Surgit un animal. Ou bien est-ce un homme? Un peu des deux. Un très beau Faune, en tout cas, écrit par Michel Kelemenis qui en tire, sur l'incomparable partition de Debussy, une animalité plus sereine et majestueuse que brutale. Sérénité, encore et beauté confondante avec l'extrait de Vers Un Pays Sage de Jean Christophe Maillot. Elégante et limpide, aérienne et épurée ; faussement évidente, vraiment délicate, la pièce méritait d'être servie entre autres par les danseurs pros de la Compagnie. Et elle le fut bien.

Tout comme, un pétillant trio de minots, réussit à se tirer de la mécanique diabolique tissée par Angelin Preljocaj pour Marché Noir. Un extrait jubilatoire tout en saccades et en élipses musicales où les déplacements, au millimètre, tiennent du casse-tête chinois.

Enfin, vendredi (samedi c'est celle d'Abou Lagraa qui conclue la soirée), la pièce de Jérôme Bel, The Show must Go On, est venue jouer les épilogues de ce panorama de la création contemporaine. Déroutante, cette proposition.

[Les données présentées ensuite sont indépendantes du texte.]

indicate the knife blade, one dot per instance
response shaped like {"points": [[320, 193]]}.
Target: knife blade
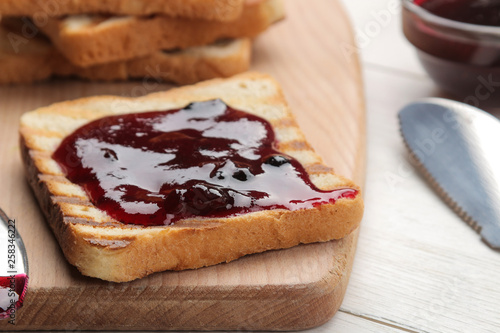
{"points": [[13, 269], [456, 148]]}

Sur trois morceaux - Let's Dance de Bowie, I like to Move It de Reel to Real et Every Breath you Take de The Police - le chorégraphe jongle avec l'immobilité (et la frustration qui en découle, donc) et un mouvement éffréné répété jusqu'à l'absurde, le trouble...Parce que là, en habits de ville, les danseurs embringués dans l'art (provoc et manipulateurs) de Bel nous tendent un miroir. Face à nous, ce reflet incisif nous renvoie à notre condition de prisonniers d'une inéluctable consommation de masse qui n'épargne en rien la culture."

Caroline Bonnefoy
 

LA MARSEILLAISE
La famille a vingt ans

"Qu'ils aient 10 ou 30 ans, ils frappent tous par leur sérieux, leur engagement, leur passion partagée pour la danse, leur cohésion autour de leur art, du groupe et de Josette, leur professionnalisme et leur enthousiasme. La maturation a été lente, progressive mais continue, surprenant les détracteurs qui ne voyaient encore il y a peu qu'une juxtaposition de styles, là où l'écriture contemporaine s'était épurée, qu'elle avait pris le pas sur le kaléidoscope des débuts, sans pour autant n'en rien renier."